In 1434, the Aztecs, under Emperor Itzcóatl, conquered the northern Mixtec domains in the Tehuacán Valley; several years later his successor, Moctezuma Ilhuicamina, attacked southward, defeating Atonaltzin, the Mixtec lord of Coixtlahuaca. Besides yielding booty and a small army of captives, the victory opened the path to the entire Mixteca and the Valley of Oaxaca.

By 1488, the Aztecs were firmly fixed in the valley, having established a garrison at Huaxyacac, the site of present-day Oaxaca City. From that point, however, the Aztecs found their access to the remainder of the central valley and the coveted southern lands of Tehuántepec blocked by the strong Zapotec city-state of Zaachila. After several years of frustrating bargaining, the Aztecs, then under Emperor Ahuizotl, hammered out a treaty with Cosijoeza (koh-see-hoh-EY-zah), the king of Zaachila, for peaceful access toward Tehuántepec in the southeast.
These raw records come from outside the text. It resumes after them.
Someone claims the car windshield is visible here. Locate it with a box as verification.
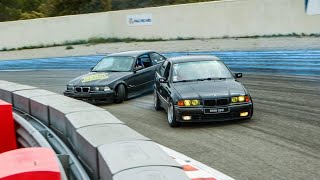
[172,60,233,82]
[92,56,135,72]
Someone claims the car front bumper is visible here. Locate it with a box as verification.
[174,103,253,122]
[64,90,115,104]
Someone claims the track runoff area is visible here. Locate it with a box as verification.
[0,49,319,180]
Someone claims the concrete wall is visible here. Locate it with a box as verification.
[110,0,320,39]
[1,0,320,49]
[0,13,110,49]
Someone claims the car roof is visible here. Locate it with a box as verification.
[168,55,221,63]
[108,50,154,57]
Cosijoeza soon regretted the concession. In 1494, the Aztecs broke the agreement and seized and subjugated Mitla, at the eastern end of the Valley of Oaxaca. Enraged, Cosijoeza rushed his forces southeast and fortified their Isthmus hilltop bastion at Guiengola, which blocked the Aztecs’ progress to their southern capital at Tehuántepec and Chiapas beyond.

After a seven-month siege of Guiengola, the frustrated Aztecs again resorted to diplomacy. They proposed a new alliance, in the form of a marriage between King Cosijoeza and Coyollicatzin (koh-yoh-yee-KAH-tseen), the daughter of the new Aztec Emperor Moctezuma I. The Aztecs’ hidden agenda: They expected Coyollicatzin to spy upon Cosijoeza; true love, however, won out as Coyollicatzin refused to play the pawn and remained loyal to her husband Cosijoeza. The Aztecs eventually made peace in return for tribute. Cosijoeza turned his Tehuántepec domain to his son Cosijopí and returned home to reign over his Zapotec people at Zaachila in the central valley.

Despite a king’s ransom in yearly tribute—mounds of quetzal feathers, dozens of sacks of cochineal, hundreds of pounds of gold, thousands of bolts of cloth—the Aztecs’ millions of Oaxacan subjects always seemed to be rebelling someplace until the Spanish conquistadores arrived and toppled the Aztecs from power in 1521.